Ursachen des Endometriumtumors der Gebärmutter können endomitriodnaya Hyperplasie sowie Östrogen-Stimulation sein. Die gefährlichste Form des Karzinoms ist das seröse Karzinom, das häufiger bei Frauen im höheren und höheren Alter auftritt und bis zu zehn Prozent der Fälle ausmacht. Das Vorhandensein einer klarzelligen Sorte eines malignen Neoplasmas in der Gebärmutter weist nicht auf die tröstlichsten Vorhersagen hin. Denn wenn es häufig zu frühen Metastasen in den serösen Membranen der Bauchregion kommt. Und das seltenste Vorkommen gilt als sekretorisches Adenocarcen. In den meisten Fällen ist die Prognose für eine solche Onkologie positiv.

Adenokarzinom des Gebärmutterhalses

Krebs (Adenokarzinom) des Gebärmutterhalses ist in erster Linie ein bösartiger Tumor. Das Innere des Gebärmutterhalses ist mit flachen Epithelzellen bedeckt, und bei solch einer schweren Krankheit entwickelt sich der Tumor am häufigsten an dieser Stelle. Es besteht auch die Möglichkeit, dass in schleimproduzierenden Zellen ein Adenokarzinom des Gebärmutterhalses auftritt. In der Praxis sind solche Fälle jedoch viel kleiner.
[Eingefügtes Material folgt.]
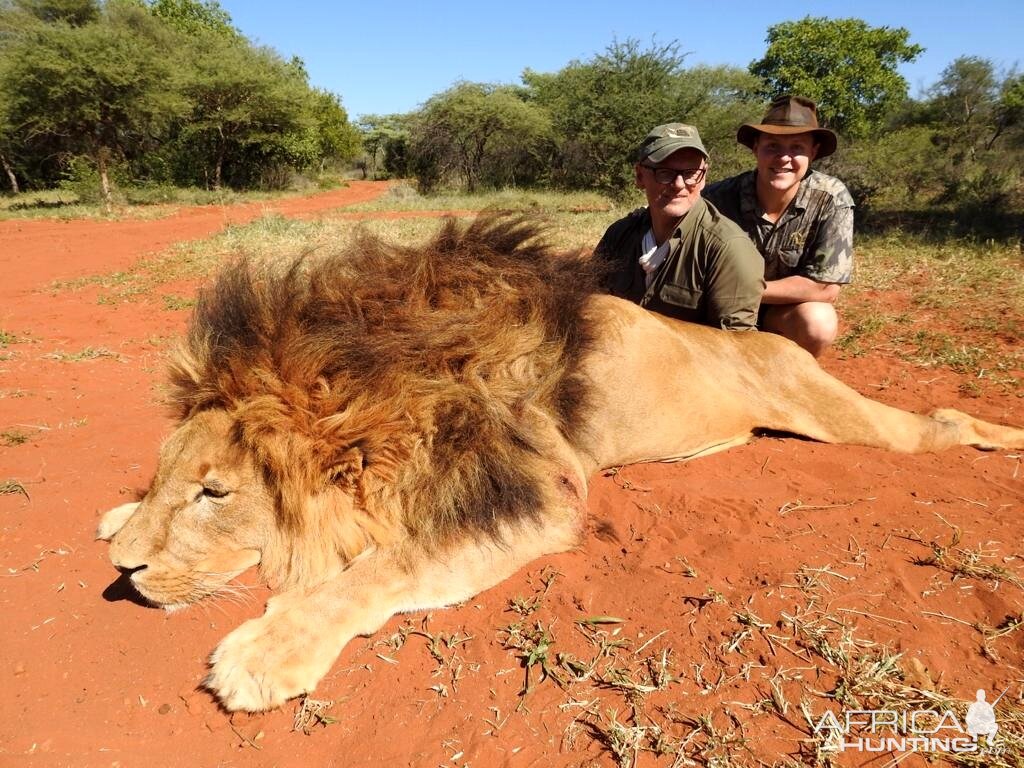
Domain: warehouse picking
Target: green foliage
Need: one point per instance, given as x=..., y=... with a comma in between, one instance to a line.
x=385, y=144
x=98, y=89
x=73, y=12
x=195, y=16
x=600, y=110
x=479, y=135
x=335, y=136
x=844, y=65
x=718, y=100
x=160, y=91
Ein Krebstumor, der im Gebärmutterhals einer Frau lokalisiert ist, kann zwei Arten von Ausbreitung aufweisen - endophytisch oder exophytisch.

  • Bei der endophytischen Form dehnen sich in der Regel die Bereiche der betroffenen Bereiche aufgrund einer Aussparung in der Halsöffnung in Richtung der Gebärmutter aus.
  • Und die exophytische Form impliziert eine Zunahme des Neoplasmas, das in den inneren Teil der Vagina gerichtet ist.

Es gibt jedoch auch eine dritte Form - die papilläre. Bei dieser Art von Addenokarzinom bildet sich eine bösartige Formation in Form kleiner Fortsätze, die äußerlich dem Rosenkohl ähnelt.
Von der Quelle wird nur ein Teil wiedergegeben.